Companies Act 1963
131.—(1) Subject to subsection (2), every company shall in each year hold a general meeting as its annual general meeting in addition to any other meetings in that year and shall specify the meeting as such in the notices calling it and not more than 15 months shall elapse between the date of one annual general meeting of a company and that of the next.
(2) So long as a company holds its first annual general meeting within 18 months of its incorporation, it need not hold it in the year of its incorporation or in the following year.
(3) If default is made in holding a meeting of the company in accordance with subsection (1), the Minister may, on the application of any member of the company, call or direct the calling of a general meeting of the company and give such ancillary or consequential directions as the Minister thinks expedient, including directions modifying or supplementing in relation to the calling, holding and conducting of the meeting, the operation of the company's articles, and it is hereby declared that the directions which may be given under this subsection include a direction that one member of the company present in person or by proxy shall be deemed to constitute a meeting.

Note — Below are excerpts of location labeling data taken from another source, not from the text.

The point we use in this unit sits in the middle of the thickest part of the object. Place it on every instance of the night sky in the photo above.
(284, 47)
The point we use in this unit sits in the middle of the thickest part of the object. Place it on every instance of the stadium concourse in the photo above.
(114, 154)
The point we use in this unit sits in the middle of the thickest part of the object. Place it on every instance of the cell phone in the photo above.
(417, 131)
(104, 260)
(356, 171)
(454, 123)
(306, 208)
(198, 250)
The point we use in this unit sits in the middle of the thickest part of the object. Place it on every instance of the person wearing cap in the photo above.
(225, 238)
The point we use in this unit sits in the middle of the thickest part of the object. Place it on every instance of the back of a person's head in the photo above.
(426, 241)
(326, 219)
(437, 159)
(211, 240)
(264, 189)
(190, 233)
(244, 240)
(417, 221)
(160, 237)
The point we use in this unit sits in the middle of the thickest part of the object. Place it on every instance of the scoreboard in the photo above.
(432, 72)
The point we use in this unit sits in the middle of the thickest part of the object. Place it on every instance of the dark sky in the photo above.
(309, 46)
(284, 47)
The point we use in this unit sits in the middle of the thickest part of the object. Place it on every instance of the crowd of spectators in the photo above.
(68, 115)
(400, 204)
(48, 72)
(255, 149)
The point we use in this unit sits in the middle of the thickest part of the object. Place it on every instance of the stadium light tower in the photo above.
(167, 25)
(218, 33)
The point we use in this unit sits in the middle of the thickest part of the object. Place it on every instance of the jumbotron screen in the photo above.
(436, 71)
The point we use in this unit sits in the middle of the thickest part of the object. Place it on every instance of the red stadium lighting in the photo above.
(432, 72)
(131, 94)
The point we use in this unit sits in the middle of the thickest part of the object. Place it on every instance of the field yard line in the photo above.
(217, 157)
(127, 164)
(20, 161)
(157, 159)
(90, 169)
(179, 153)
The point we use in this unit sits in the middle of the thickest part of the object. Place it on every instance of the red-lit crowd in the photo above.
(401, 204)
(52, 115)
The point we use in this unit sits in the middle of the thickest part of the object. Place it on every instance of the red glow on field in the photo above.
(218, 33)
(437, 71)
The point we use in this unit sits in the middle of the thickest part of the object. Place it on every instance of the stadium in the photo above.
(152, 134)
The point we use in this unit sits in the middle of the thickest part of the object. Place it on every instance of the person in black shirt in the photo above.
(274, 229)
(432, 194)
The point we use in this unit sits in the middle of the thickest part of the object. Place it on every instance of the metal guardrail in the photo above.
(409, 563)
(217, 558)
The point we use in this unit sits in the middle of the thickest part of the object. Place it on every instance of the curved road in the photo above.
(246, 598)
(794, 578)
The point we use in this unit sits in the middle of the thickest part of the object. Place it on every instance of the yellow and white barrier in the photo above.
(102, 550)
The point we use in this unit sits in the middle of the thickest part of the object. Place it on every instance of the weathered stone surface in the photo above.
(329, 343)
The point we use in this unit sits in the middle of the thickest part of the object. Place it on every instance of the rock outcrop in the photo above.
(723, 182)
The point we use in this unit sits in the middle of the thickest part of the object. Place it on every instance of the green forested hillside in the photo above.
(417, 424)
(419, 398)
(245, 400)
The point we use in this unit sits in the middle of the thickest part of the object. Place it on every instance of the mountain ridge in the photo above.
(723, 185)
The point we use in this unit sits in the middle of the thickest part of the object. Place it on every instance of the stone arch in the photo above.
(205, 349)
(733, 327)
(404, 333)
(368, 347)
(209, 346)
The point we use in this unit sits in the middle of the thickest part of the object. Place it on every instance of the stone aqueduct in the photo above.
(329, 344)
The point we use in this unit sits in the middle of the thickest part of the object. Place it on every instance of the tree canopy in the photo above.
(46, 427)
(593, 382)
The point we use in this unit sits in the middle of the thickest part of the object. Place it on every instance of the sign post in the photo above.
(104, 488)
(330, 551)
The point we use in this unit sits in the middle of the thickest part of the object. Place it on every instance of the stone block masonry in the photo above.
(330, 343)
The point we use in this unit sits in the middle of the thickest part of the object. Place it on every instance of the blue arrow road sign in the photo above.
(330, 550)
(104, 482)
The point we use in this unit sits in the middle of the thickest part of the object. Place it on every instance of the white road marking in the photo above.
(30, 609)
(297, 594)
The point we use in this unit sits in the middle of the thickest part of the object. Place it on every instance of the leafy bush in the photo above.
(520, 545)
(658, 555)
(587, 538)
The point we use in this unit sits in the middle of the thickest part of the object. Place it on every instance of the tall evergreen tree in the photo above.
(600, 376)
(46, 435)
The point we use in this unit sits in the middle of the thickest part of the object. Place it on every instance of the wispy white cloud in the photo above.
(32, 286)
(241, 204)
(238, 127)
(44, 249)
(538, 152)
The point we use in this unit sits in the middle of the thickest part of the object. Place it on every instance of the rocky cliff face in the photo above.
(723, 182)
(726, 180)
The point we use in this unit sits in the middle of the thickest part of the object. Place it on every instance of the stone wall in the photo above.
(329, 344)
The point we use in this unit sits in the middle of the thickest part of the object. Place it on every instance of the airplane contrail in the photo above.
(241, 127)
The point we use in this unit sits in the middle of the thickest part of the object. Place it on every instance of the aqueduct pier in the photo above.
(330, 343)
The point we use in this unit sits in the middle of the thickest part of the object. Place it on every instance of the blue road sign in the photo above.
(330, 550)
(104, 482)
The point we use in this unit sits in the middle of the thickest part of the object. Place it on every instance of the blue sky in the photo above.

(4) A general meeting held in pursuance of subsection (3) shall, subject to any directions of the Minister, be deemed to be an annual general meeting of the company but, where a meeting so held is not held in the year in which the default in holding the company's annual general meeting occurred, the meeting so held shall not be treated as the annual general meeting for the year in which it is held unless at that meeting the company resolves that it shall be so treated.
(5) Where a company resolves that a meeting shall be so treated, a copy of the resolution shall, within 15 days after the passing thereof, be forwarded to the registrar of companies and recorded by him.
(6) If default is made in holding a meeting of the company in accordance with subsection (1), or in complying with any direction of the Minister under subsection (3), the company and every officer of the company who is in default shall be liable to a fine not exceeding £100, and if default is made in complying with subsection (5), the company and every officer of the company who is in default shall be liable to a fine not exceeding £20.